REPUBBLICA – PALERMO
30.3.06
Giustizia, pace e salvaguardia del creato
Con il vocabolo - non proprio usuale - ‘ecumenismo’ si designa quel movimento teorico e pratico tendente alla riunificazione di tutte le chiese cristiane (cattolica, anglicana, ortodosse, protestanti…). Due tappe importanti sono state l’assemblea europea a Basilea, in Svizzera, nel 1989 e la successiva, a livello mondiale, a Seul, in Corea, nel 1990. Entrambe dedicate alla focalizzazione di ciò che i cristiani delle varie confessioni possono fare insieme nel triplice campo della giustizia, della pace e della salvaguardia del creato. Ma se, storicamente, l’ecumenismo nasce come una faccenda interna alla cristianità, via via esso ha finito col coinvolgere anche il rapporto fra la cristianità e le altre grandi religioni dell’umanità (a partire dalle altre due religioni monoteistiche: l’ebraica e l’islamica). Oggi, perciò, il vocabolo ecumenismo ha acquistato l’accezione, più ampia dell’originaria, di processo dialogico e sinergico fra il cristianesimo e le diverse tradizioni religiose del mondo. Per importare anche dalle nostre parti queste prospettive rigeneratrici, la sezione palermitana del MIR (Movimento internazionale per la riconciliazione) ha programmato meritoriamente tre incontri pubblici (presso il Centro culturale valdese di via Spezio, alle ore 21): sulla giustizia (questa sera ne discuteranno il pastore Giuseppe Ficara e il teologo cattolico Rosario Giué), sulla pace e la nonviolenza (martedì 4 aprile la professoressa Maria Antonietta Malleo e il pastore valdese Ciccio Sciotto), sulla salvaguardia dell’ambiente (la sera del 16 maggio l’ingegnere Nino Lo Bello e la pastora Elisabetta Ribet).
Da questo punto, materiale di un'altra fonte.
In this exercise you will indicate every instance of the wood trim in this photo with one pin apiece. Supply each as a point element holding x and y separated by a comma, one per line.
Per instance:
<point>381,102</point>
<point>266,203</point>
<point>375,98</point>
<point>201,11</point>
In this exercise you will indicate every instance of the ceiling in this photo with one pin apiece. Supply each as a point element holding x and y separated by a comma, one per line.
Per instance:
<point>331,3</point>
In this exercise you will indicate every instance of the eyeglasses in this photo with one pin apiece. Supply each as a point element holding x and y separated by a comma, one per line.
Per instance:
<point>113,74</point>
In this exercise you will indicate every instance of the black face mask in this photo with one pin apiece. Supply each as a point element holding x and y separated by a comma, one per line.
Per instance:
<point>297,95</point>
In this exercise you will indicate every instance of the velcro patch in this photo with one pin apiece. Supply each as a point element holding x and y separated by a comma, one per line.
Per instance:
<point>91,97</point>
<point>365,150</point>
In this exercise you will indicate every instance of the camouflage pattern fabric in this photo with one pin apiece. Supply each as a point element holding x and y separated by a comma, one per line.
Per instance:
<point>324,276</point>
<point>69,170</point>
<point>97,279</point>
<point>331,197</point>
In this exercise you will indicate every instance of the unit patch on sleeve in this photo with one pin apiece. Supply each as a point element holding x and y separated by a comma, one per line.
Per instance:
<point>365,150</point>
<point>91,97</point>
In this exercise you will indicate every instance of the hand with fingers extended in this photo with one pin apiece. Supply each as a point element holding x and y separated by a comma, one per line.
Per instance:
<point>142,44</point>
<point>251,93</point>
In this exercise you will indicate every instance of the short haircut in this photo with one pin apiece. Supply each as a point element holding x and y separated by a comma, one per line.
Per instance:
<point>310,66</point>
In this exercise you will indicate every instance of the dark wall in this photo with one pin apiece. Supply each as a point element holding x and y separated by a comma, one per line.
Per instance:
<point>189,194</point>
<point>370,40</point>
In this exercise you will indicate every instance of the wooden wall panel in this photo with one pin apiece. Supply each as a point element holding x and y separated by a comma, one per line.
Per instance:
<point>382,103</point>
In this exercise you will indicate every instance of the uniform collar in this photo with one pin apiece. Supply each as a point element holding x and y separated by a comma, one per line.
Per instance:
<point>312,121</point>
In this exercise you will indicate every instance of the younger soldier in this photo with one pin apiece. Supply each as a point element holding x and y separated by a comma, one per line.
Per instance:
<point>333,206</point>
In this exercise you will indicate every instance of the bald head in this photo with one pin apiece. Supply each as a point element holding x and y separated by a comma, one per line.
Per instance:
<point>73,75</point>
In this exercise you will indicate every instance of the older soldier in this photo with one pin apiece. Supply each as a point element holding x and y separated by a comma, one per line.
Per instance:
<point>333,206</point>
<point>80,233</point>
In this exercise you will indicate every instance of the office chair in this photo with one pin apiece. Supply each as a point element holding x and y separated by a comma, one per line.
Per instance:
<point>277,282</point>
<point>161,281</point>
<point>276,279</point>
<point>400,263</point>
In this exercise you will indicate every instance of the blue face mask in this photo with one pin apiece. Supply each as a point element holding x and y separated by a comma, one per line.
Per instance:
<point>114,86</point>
Il fatto che le grandi religioni dell’umanità stiano imparando a dialogare fra loro è una buona notizia: ma non priva di ambiguità. Elle Kappa lo ha espresso con una delle sue vignette fulminanti su “Repubblica” del 23 febbraio. Il primo personaggio legge su un giornale: “In Nigeria i cristiani rispondono massacrando diciannove musulmani” e il secondo commenta: “Meno male, è ripreso il dialogo fra religioni”. Il filosofo Luigi Lombardi Vallauri lo esprime in maniera più articolata: se a coalizzarsi saranno gli esponenti più ‘ortodossi’ ed intransigenti di ebrei, cristiani e islamici, si formerà un blocco monolitico per tre volte più pericoloso…
Cosa ci sta dietro queste preoccupazioni? Una domanda inquietante: la religione in sé stessa, quale che sia la sua configurazione storica, non è comunque fattore di chiusura e di regresso? . E’ ovvio che i pensatori atei, da Voltaire e Feuerbach in poi, siano per la risposta affermativa. Meno ovvio che – sulla scia di una lunga concatenazione di autori da Soren Kierkegaard a Karl Barth – lo vadano ripetendo ai nostri giorni anche cattolici come il biblista p. Alberto Maggi. A parere di questi teologi, il vangelo è un annunzio di fede, non la fondazione dell’ennesima religione.
Forse, però, la questione non è così semplice. La fede ha molti pregi rispetto alla religione (è interiore, non si fissa su formule dogmatiche precise, non dipende da riti esclusivi…), ma ha almeno un difetto: non ha parole per comunicare, per confrontarsi. Un dialogo fra fedi diverse si strutturerebbe, a rigore, come silenzioso assembramento di mistici. Appena la fede vuole esprimersi, diventa teologia (a livello concettuale e verbale), liturgia (a livello gestuale), morale (a livello comportamentale)…dunque diventa religione (o, per lo meno, qualcosa che le assomiglia molto). Ecco perché, probabilmente, la religione non va assolutizzata ma neppure demonizzata: va relativizzata, vissuta per quello che è, ossia uno ‘strumento per’ legare gli uomini fra loro e, possibilmente, all’Eterno. L’essenziale è la fede come apertura ‘laica’ dell’animo al mistero della vita e del cosmo: il resto – le configurazioni ‘religiose’ in cui la fede si espone, si socializza e si istituzionalizza – è accessorio e strumentale.
Uomini, donne, gruppi - in quanto vivono la dimensione intima della fede – non hanno necessità di parlarsi: e forse neppure la possibilità. Ma in quanto creano, e mantengono in vita nella storia, dei movimenti religiosi possono – e devono – confrontarsi per non farsi male reciprocamente e, se ci riescono, per fare addirittura bene all’umanità e al pianeta che la ospita.